A DLL should free heap memory only if the DLL is unloaded dynamically?

Question

Question Purpose: Reality check on the MS docs of DllMain.

It is "common" knowledge that you shouldn't do too much in DllMain, there are definite things you must never do, some best practises.

I now stumbled over a new gem in the docs, that makes little sense to me: (emph. mine)

When handling DLL_PROCESS_DETACH, a DLL should free resources such as heap memory only if the DLL is being unloaded dynamically (the lpReserved parameter is NULL). If the process is terminating (the lpvReserved parameter is non-NULL), all threads in the process except the current thread either have exited already or have been explicitly terminated by a call to the ExitProcess function, which might leave some process resources such as heaps in an inconsistent state. In this case, it is not safe for the DLL to clean up the resources. Instead, the DLL should allow the operating system to reclaim the memory.

Since global C++ objects are cleaned up during DllMain/DETACH, this would imply that global C++ objects must not free any dynamic memory, because the heap may be in an inconsistent state. / When the DLL is "linked statically" to the executable. / Certainly not what I see out there - global C++ objects (iff there are) of various (ours, and third party) libraries allocate and deallocate just fine in their destructors. (Barring other ordering bugs, o.c.)

So, what specific technical problem is this warning aimed at?

Since the paragraph mentions thread termination, could there be a heap corruption problem when some threads are not cleaned up correctly?

Answer 1

As an addendum to RbMm's excellent answer, I'll add a quote from ExitProcess that does a much better job - than the DllMain docs do - at explaining, why heap operation (or any operation, really) can be compromised:

If one of the terminated threads in the process holds a lock and the DLL detach code in one of the loaded DLLs attempts to acquire the same lock, then calling ExitProcess results in a deadlock. In contrast, if a process terminates by calling TerminateProcess, the DLLs that the process is attached to are not notified of the process termination. Therefore, if you do not know the state of all threads in your process, it is better to call TerminateProcess than ExitProcess. Note that returning from the main function of an application results in a call to ExitProcess.

So, it all boils down to: IFF you application has "runaway" threads that may hold any lock, the (CRT) heap lock being a prominent example, you have a big problem during shutdown, when you need to access the same structures (e.g. the heap), that your "runaway" threads are using.

Which just goes to show that you should shut down all your threads in a controlled way.

Answer 2

The ExitProcess API in general does the follwoing:

• Enter Loader Lock critical section
• lock main process heap (returned by GetProcessHeap()) via HeapLock(GetProcessHeap()) (ok, of course via RtlLockHeap) (this is very important step for avoid deadlock)
• then terminate all threads in process, except current (by call NtTerminateProcess(0, 0) )
• then call LdrShutdownProcess - inside this api loader walk by loaded module list and sends DLL_PROCESS_DETACH with lpvReserved nonnull.
• finally call NtTerminateProcess(NtCurrentProcess(), ExitCode ) which terminates the process.

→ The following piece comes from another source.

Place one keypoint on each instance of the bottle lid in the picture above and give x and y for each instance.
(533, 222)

The problem here is that threads terminated in arbitrary place. For example, thread can allocate or free memory from any heap and be inside heap critical section, when it terminated. As a result, if code during DLL_PROCESS_DETACH tries to free a block from the same heap, it deadlocks when trying to enter this heap's critical section (if of course heap implementation use it).

Note that this does not affect the main process heap, because we call HeapLock for it before terminate all threads (except current). The purpose of this: We wait in this call until all another threads exit from process heap critical section and after we acquire the critical section, no other threads can enter it - because the main process heap is locked.

So, when we terminate threads after locking the main heap - we can be sure that no other threads that are killed are inside main heap critical section or heap structure in inconsistent state. Thanks to RtlLockHeap call. But this is related only to main process heap. Any other heaps in the process are not locked. So these can be in inconsistent state during DLL_PROCESS_DETACH or can be exclusively acquired by an already terminated thread.

So - using HeapFree for GetProcessHeap or saying LocalFree is safe (however not documented) here.

Using HeapFree for any other heaps is not safe if DllMain is called during process termination.

Also if you use another custom data structures by several threads - it can be in inconsistent state, because another threads (which can use it) terminated in arbitrary point.

So this note is warning that when lpvReserved parameter is non-NULL (what is mean DllMain is called during process termination) you need to be especially careful in clean up the resources. Anyway all internal memory allocations will be free by operation system when process died.